On 25.07.19 11:18, Vladimir Sementsov-Ogievskiy wrote:
> On reopen to rw parent may need rw access to child in .prepare, for
> example qcow2 needs to write IN_USE flags into stored bitmaps
> (currently it is done in a hacky way after commit and don't work).
> So, let's introduce such logic.
> 
> The drawback is that in worst case bdrv_reopen_set_read_only may finish
> with error and in some intermediate state: some nodes reopened RW and
> some are not. But this is a way to fix bug around reopening qcow2
> bitmaps in the following commits.

This commit message doesn’t really explain what this patch does.

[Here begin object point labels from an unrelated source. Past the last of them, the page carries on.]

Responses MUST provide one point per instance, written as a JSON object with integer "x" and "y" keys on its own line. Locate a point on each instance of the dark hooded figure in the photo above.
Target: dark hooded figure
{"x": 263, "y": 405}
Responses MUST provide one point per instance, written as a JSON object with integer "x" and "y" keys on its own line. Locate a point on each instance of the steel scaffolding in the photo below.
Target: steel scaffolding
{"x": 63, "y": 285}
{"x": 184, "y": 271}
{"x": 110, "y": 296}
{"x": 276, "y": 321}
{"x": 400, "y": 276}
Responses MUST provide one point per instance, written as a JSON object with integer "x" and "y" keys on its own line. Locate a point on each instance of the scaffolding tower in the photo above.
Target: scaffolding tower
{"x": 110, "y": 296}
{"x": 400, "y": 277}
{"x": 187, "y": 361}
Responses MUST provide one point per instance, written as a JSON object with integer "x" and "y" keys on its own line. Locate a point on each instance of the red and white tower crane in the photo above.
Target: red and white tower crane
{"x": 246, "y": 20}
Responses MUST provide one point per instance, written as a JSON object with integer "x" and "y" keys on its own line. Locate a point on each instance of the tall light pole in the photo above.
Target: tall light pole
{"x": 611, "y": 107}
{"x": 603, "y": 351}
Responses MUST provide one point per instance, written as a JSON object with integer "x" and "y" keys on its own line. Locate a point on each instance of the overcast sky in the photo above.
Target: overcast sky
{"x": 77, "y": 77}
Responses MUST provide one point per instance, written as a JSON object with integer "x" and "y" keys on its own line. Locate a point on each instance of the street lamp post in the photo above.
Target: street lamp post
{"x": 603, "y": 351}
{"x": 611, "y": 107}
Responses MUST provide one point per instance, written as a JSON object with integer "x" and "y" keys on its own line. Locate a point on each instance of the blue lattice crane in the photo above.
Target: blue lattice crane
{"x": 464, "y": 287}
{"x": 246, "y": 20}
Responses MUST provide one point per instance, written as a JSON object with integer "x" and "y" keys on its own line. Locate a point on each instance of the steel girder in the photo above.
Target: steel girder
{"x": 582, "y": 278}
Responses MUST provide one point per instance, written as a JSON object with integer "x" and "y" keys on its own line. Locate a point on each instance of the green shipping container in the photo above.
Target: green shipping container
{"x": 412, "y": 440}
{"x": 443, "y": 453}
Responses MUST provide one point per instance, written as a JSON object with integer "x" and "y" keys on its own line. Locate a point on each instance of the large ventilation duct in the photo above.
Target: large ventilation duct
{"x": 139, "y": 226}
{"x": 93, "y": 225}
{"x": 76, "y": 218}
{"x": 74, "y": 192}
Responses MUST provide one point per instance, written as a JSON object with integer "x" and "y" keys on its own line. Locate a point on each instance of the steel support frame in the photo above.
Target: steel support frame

> Signed-off-by: Vladimir Sementsov-Ogievskiy <vsement...@virtuozzo.com>
> ---
>  include/block/block_int.h |   2 +
>  block.c                   | 144 ++++++++++++++++++++++++++++++++++----
>  2 files changed, 133 insertions(+), 13 deletions(-)
> 
> diff --git a/include/block/block_int.h b/include/block/block_int.h
> index 3aa1e832a8..7bd6fd68dd 100644
> --- a/include/block/block_int.h
> +++ b/include/block/block_int.h
> @@ -531,6 +531,8 @@ struct BlockDriver {
>                               uint64_t parent_perm, uint64_t parent_shared,
>                               uint64_t *nperm, uint64_t *nshared);
>  
> +     bool (*bdrv_need_rw_file_child_during_reopen_rw)(BlockDriverState *bs);
> +
>      /**
>       * Bitmaps should be marked as 'IN_USE' in the image on reopening image
>       * as rw. This handler should realize it. It also should unset readonly
> diff --git a/block.c b/block.c
> index cbd8da5f3b..3c8e1c59b4 100644
> --- a/block.c
> +++ b/block.c
> @@ -1715,10 +1715,12 @@ static void bdrv_get_cumulative_perm(BlockDriverState 
> *bs, uint64_t *perm,
>                                       uint64_t *shared_perm);
>  
>  typedef struct BlockReopenQueueEntry {
> -     bool prepared;
> -     bool perms_checked;
> -     BDRVReopenState state;
> -     QSIMPLEQ_ENTRY(BlockReopenQueueEntry) entry;
> +    bool reopened_file_child_rw;
> +    bool changed_file_child_perm_rw;
> +    bool prepared;
> +    bool perms_checked;
> +    BDRVReopenState state;
> +    QSIMPLEQ_ENTRY(BlockReopenQueueEntry) entry;
>  } BlockReopenQueueEntry;
>  
>  /*
> @@ -3421,6 +3423,105 @@ BlockReopenQueue *bdrv_reopen_queue(BlockReopenQueue 
> *bs_queue,
>                                     keep_old_opts);
>  }
>  
> +static int bdrv_reopen_set_read_only_drained(BlockDriverState *bs,
> +                                             bool read_only,
> +                                             Error **errp)
> +{
> +    BlockReopenQueue *queue;
> +    QDict *opts = qdict_new();
> +
> +    qdict_put_bool(opts, BDRV_OPT_READ_ONLY, read_only);
> +
> +    queue = bdrv_reopen_queue(NULL, bs, opts, true);
> +
> +    return bdrv_reopen_multiple(queue, errp);
> +}
> +
> +/*
> + * handle_recursive_reopens
> + *
> + * On fail it needs rollback_recursive_reopens to be called.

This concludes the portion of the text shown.